# Stratified Assertion RLA

## Overview of stratified assertion audit tool

The tool requires the following as input per stratum: 

+ audit-specific and contest-specific parameters, such as
    - whether to sample with or without replacement
    - the name of the risk function to use, and any parameters it requires
    - a risk limit for each contest to be audited
    - the social choice function for each contest, including the number of winners
    - candidate identifiers
+ a ballot manifest**
+ a random seed
+ a file of cast vote records **(CVR strata only)**
+ reported results for each contest
+ json files of assertions for IRV contests (one file per IRV contest)
+ human reading of voter intent from the paper cards selected for audit

** The ballot manifest could be only for cards purported to contain the
contests under audit (manifest_type == "STYLE"), or could include cards that might not contain the
contest (manifest_type == "ALL"). These are treated differently. If the sample is to be drawn only from cards that--according to the CVR/manifest--contain the contest, and a sampled card turns out not to
contain the contest, that is considered a discrepancy, dealt with using the "phantoms to zombies" approach.
It is assumed that every CVR/manifest entry corresponds to a card in the manifest, but there might be cards cast in the contest for which there is no corresponding CVR/manifest entry. In that case, phantom records are created to ensure that the audit is still truly risk-limiting.

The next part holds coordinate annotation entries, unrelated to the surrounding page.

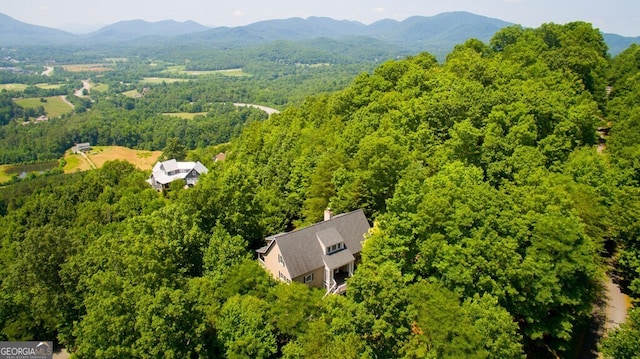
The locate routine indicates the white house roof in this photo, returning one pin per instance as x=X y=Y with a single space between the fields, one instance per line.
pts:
x=302 y=249
x=162 y=171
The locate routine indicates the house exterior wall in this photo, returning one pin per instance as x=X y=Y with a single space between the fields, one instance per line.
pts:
x=318 y=278
x=272 y=265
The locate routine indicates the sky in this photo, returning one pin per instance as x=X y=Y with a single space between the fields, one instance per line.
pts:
x=611 y=16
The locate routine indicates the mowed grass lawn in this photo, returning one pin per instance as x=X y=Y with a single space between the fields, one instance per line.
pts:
x=159 y=80
x=100 y=88
x=88 y=67
x=180 y=69
x=54 y=107
x=21 y=87
x=144 y=160
x=13 y=87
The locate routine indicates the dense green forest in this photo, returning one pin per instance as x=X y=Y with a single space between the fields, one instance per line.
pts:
x=497 y=211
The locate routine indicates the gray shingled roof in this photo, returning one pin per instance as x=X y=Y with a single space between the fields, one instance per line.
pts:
x=302 y=251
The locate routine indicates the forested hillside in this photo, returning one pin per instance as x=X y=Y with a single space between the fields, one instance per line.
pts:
x=496 y=214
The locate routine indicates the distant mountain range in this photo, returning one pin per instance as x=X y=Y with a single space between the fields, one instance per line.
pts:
x=436 y=33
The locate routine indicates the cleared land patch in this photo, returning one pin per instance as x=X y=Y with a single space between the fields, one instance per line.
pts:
x=131 y=93
x=144 y=160
x=159 y=80
x=87 y=67
x=13 y=87
x=54 y=106
x=100 y=88
x=180 y=70
x=49 y=86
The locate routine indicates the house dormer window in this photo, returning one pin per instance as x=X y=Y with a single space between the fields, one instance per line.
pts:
x=336 y=247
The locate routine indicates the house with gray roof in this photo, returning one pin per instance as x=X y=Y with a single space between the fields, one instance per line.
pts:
x=164 y=173
x=322 y=255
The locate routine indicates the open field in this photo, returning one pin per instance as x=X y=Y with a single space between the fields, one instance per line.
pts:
x=49 y=86
x=13 y=87
x=144 y=160
x=54 y=107
x=131 y=93
x=100 y=88
x=185 y=115
x=7 y=171
x=159 y=80
x=231 y=72
x=87 y=68
x=180 y=69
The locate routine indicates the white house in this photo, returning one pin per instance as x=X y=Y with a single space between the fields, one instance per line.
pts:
x=164 y=173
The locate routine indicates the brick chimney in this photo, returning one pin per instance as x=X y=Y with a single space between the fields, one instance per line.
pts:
x=328 y=214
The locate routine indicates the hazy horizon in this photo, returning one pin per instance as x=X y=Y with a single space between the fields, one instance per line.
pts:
x=620 y=17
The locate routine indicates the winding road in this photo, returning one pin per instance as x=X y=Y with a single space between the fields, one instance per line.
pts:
x=270 y=111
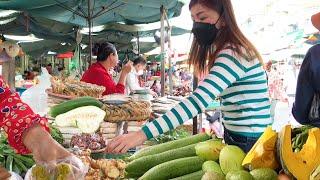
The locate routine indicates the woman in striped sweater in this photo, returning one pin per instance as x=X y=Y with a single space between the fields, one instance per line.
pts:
x=234 y=72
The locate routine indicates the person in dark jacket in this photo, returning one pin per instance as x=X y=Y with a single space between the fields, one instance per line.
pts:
x=308 y=82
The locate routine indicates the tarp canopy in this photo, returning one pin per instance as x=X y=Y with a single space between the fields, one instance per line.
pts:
x=105 y=11
x=25 y=21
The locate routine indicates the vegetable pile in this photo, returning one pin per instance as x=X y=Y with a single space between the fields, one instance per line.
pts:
x=102 y=169
x=12 y=161
x=199 y=157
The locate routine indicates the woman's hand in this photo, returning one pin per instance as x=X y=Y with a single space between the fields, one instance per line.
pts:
x=48 y=152
x=43 y=147
x=127 y=67
x=123 y=143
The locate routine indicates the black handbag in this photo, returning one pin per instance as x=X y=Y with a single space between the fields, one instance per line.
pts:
x=314 y=113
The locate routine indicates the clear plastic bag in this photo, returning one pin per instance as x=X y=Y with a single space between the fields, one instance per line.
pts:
x=36 y=96
x=314 y=113
x=78 y=169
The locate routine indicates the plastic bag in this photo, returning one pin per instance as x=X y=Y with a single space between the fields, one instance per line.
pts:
x=78 y=172
x=314 y=113
x=36 y=96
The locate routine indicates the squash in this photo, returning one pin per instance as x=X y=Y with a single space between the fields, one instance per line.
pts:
x=263 y=153
x=299 y=164
x=86 y=118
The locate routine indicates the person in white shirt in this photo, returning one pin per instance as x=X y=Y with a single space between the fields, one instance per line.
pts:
x=132 y=82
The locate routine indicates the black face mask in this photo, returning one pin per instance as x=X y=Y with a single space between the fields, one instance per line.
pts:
x=205 y=33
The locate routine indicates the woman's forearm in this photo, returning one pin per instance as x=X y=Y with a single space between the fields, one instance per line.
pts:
x=122 y=78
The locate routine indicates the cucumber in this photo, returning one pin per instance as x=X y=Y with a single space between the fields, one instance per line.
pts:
x=138 y=167
x=174 y=168
x=194 y=176
x=156 y=149
x=74 y=103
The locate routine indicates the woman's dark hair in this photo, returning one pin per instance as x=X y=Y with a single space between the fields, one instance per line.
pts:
x=139 y=60
x=103 y=50
x=203 y=57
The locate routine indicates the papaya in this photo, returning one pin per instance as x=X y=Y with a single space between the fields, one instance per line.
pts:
x=299 y=164
x=263 y=153
x=315 y=174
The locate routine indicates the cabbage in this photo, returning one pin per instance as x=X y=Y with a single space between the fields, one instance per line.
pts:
x=239 y=175
x=231 y=158
x=211 y=166
x=86 y=118
x=209 y=150
x=213 y=176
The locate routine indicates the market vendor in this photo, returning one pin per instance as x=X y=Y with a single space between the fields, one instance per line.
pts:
x=28 y=132
x=132 y=83
x=308 y=86
x=235 y=73
x=99 y=72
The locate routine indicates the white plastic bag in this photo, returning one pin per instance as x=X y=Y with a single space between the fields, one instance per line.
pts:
x=36 y=96
x=79 y=170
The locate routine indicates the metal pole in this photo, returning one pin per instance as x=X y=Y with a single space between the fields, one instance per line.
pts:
x=170 y=63
x=90 y=35
x=138 y=41
x=195 y=119
x=162 y=52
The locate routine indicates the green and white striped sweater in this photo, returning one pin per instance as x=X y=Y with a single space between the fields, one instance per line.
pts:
x=242 y=86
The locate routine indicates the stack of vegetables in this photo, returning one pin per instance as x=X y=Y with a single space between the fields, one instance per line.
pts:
x=12 y=161
x=80 y=115
x=102 y=169
x=200 y=157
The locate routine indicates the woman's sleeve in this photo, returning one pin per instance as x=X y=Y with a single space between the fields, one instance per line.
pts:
x=17 y=117
x=131 y=82
x=112 y=88
x=226 y=70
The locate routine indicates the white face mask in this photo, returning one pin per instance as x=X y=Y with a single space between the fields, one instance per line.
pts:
x=140 y=72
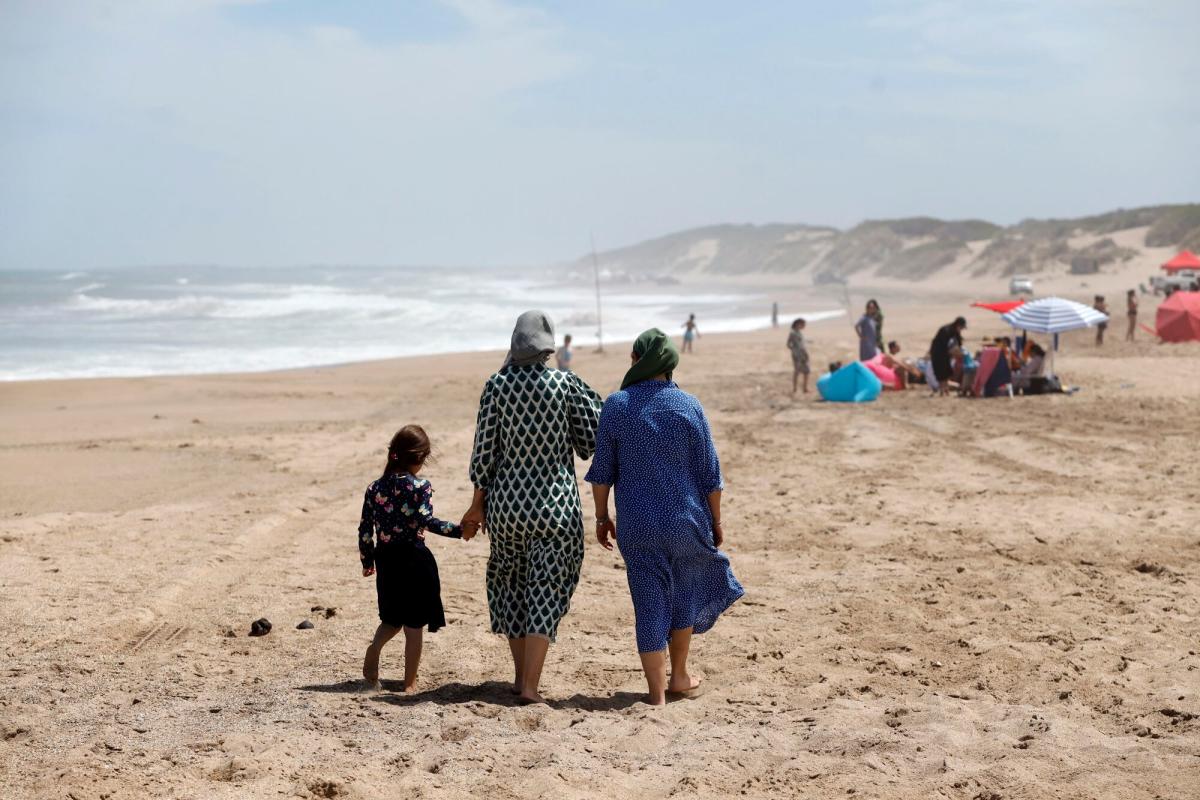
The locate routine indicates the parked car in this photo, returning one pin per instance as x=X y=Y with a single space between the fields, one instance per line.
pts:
x=1183 y=280
x=1020 y=284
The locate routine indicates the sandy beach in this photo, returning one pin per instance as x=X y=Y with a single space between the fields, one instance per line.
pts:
x=945 y=597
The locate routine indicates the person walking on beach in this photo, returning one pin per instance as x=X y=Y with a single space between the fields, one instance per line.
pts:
x=690 y=331
x=396 y=512
x=799 y=349
x=865 y=328
x=531 y=420
x=563 y=355
x=1103 y=307
x=945 y=350
x=877 y=313
x=655 y=450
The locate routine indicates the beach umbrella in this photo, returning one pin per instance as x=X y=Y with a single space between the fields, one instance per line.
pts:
x=1001 y=307
x=1054 y=316
x=1179 y=317
x=1185 y=260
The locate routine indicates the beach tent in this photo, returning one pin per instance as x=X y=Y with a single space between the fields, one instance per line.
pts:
x=1001 y=307
x=851 y=384
x=1183 y=260
x=1054 y=316
x=1179 y=318
x=993 y=374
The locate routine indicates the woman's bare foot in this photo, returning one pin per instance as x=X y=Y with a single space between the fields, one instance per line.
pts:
x=531 y=698
x=683 y=684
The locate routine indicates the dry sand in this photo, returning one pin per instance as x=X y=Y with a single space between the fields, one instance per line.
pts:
x=945 y=597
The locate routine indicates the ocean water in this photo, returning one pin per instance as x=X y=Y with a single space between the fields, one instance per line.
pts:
x=191 y=320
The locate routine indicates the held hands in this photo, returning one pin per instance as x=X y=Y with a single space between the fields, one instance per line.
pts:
x=606 y=533
x=473 y=522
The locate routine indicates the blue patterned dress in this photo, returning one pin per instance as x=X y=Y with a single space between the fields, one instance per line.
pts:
x=655 y=449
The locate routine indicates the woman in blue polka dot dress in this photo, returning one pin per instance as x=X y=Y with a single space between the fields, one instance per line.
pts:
x=655 y=449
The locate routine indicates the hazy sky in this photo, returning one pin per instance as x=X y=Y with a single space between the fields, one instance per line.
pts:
x=487 y=132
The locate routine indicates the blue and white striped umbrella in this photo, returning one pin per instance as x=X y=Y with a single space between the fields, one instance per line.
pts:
x=1054 y=316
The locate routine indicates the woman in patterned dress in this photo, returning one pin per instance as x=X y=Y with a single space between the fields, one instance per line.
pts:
x=655 y=449
x=531 y=419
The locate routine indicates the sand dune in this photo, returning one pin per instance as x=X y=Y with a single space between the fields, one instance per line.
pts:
x=953 y=599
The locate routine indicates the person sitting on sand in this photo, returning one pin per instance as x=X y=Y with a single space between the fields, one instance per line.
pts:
x=906 y=371
x=654 y=447
x=1032 y=368
x=799 y=349
x=1011 y=356
x=690 y=331
x=397 y=510
x=563 y=355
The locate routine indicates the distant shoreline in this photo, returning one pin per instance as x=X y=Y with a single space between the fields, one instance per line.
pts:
x=735 y=328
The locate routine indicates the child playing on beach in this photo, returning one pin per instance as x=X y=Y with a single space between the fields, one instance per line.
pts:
x=396 y=512
x=799 y=349
x=563 y=355
x=690 y=331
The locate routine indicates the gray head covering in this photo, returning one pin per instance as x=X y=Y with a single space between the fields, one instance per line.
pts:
x=533 y=340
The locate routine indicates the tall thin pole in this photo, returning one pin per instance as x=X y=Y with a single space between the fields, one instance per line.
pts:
x=595 y=268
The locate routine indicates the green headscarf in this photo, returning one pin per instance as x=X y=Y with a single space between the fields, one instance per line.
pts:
x=655 y=354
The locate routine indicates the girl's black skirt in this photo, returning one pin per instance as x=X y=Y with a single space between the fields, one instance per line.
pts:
x=408 y=587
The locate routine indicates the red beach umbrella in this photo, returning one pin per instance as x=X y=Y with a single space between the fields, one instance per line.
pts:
x=1179 y=317
x=1001 y=307
x=1185 y=260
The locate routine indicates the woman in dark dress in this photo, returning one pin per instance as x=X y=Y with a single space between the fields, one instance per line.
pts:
x=947 y=342
x=654 y=447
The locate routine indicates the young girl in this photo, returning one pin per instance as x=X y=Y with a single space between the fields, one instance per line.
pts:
x=396 y=512
x=799 y=349
x=690 y=331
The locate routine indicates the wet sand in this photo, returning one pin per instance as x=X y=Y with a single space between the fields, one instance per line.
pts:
x=945 y=597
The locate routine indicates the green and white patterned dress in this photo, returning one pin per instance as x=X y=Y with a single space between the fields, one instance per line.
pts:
x=531 y=420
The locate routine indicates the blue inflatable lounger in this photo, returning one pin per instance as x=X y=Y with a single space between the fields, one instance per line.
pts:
x=851 y=384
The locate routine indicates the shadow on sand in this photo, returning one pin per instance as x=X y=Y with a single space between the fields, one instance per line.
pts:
x=492 y=692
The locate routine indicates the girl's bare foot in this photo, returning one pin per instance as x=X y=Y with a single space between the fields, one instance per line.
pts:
x=531 y=698
x=683 y=684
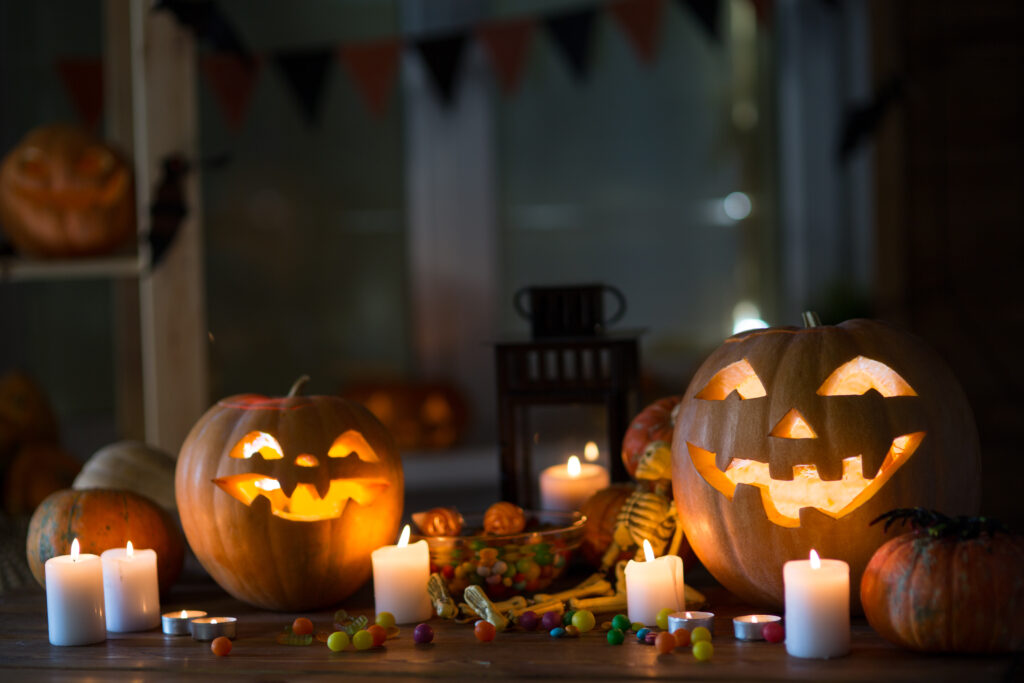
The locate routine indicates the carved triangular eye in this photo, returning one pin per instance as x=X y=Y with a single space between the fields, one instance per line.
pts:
x=352 y=441
x=260 y=442
x=738 y=377
x=856 y=377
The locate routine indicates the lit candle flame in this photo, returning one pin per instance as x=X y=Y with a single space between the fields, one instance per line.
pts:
x=573 y=467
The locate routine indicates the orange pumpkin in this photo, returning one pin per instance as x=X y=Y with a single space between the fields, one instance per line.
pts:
x=100 y=520
x=64 y=193
x=283 y=500
x=949 y=586
x=653 y=425
x=792 y=439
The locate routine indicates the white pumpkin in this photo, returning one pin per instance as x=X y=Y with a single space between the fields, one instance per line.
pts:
x=131 y=466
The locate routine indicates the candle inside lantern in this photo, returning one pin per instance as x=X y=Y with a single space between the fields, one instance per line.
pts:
x=564 y=487
x=653 y=585
x=400 y=575
x=131 y=593
x=817 y=607
x=75 y=598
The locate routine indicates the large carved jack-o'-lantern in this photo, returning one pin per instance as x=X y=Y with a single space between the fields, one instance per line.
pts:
x=283 y=500
x=797 y=438
x=64 y=193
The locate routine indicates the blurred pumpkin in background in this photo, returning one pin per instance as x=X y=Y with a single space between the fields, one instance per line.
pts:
x=65 y=193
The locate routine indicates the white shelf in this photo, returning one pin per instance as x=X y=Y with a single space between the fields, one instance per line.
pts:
x=15 y=268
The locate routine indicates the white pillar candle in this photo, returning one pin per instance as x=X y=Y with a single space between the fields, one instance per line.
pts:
x=652 y=586
x=400 y=575
x=564 y=487
x=130 y=589
x=75 y=598
x=817 y=607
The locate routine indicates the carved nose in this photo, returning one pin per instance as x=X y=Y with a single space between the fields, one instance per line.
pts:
x=794 y=425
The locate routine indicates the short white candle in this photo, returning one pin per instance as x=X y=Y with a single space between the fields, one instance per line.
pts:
x=817 y=607
x=565 y=487
x=130 y=589
x=652 y=586
x=400 y=575
x=75 y=598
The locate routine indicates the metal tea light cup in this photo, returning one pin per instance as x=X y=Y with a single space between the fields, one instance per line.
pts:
x=208 y=628
x=690 y=621
x=176 y=624
x=751 y=627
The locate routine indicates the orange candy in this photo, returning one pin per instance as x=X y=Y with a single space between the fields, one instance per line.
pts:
x=682 y=637
x=379 y=633
x=302 y=627
x=221 y=646
x=665 y=643
x=484 y=631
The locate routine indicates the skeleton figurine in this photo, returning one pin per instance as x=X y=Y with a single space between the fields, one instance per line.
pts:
x=647 y=514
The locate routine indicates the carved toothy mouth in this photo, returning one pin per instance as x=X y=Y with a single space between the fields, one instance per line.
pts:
x=782 y=499
x=305 y=503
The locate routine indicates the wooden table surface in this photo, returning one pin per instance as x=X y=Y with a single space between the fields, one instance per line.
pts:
x=27 y=654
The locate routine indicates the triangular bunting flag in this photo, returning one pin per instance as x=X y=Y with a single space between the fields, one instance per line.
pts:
x=506 y=44
x=442 y=56
x=639 y=20
x=231 y=81
x=83 y=78
x=373 y=67
x=572 y=33
x=305 y=72
x=706 y=11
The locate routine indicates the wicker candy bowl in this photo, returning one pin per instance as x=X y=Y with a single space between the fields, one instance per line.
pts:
x=507 y=565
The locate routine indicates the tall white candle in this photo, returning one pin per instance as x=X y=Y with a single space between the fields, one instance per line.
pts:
x=75 y=598
x=565 y=487
x=652 y=586
x=130 y=589
x=817 y=607
x=400 y=575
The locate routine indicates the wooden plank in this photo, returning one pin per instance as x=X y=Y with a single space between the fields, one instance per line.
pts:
x=455 y=654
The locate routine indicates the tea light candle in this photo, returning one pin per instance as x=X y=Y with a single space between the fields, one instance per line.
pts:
x=131 y=593
x=750 y=627
x=400 y=575
x=652 y=586
x=817 y=607
x=690 y=621
x=564 y=487
x=208 y=628
x=176 y=624
x=75 y=598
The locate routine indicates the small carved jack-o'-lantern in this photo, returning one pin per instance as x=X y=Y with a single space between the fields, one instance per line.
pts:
x=283 y=500
x=64 y=193
x=797 y=438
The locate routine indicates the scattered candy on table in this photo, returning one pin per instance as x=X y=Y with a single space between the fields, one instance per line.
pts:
x=338 y=641
x=423 y=634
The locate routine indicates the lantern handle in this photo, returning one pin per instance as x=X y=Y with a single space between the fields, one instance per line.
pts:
x=811 y=319
x=297 y=387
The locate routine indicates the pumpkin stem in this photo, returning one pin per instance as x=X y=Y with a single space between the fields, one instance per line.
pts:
x=297 y=387
x=939 y=525
x=811 y=319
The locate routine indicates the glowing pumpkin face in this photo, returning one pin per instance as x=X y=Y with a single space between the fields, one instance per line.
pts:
x=283 y=500
x=790 y=439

Given an independent (i.e., not relying on the voting system) upper bound on the number of cards that contain the contest, if the number of CVRs/manifest entries that contain the contest does not exceed that bound, we can sample from paper purported to contain the contest and use the "zombies" approach (Banuelos & Stark) to deal with missing CVRs/manifest entries. This can greatly increase the efficiency of the audit if the contest is on only a small percentage of the cast cards.

Any sampled phantom card (i.e., a card for which there are no CVRs) is treated as if its CVR is a non-vote (which it is), and as if its MVR was least favorable (a "zombie" producing the greatest doubt in every assertion, separately). Any sampled card for which
there is a CVR is compared to its corresponding MVR. 
If the card turns out not to contain the contest (despite the fact that the CVR says it does), the MVR is treated in the least favorable way for each assertion (i.e., as a zombie rather than as a non-vote).

The tool helps select cards for the stratified audit, and reports when the audit has found sufficiently strong evidence to stop.

The tool exports a log of all the audit inputs except the CVR file, but including the auditors' manually determined voter intent from the audited cards in each strata.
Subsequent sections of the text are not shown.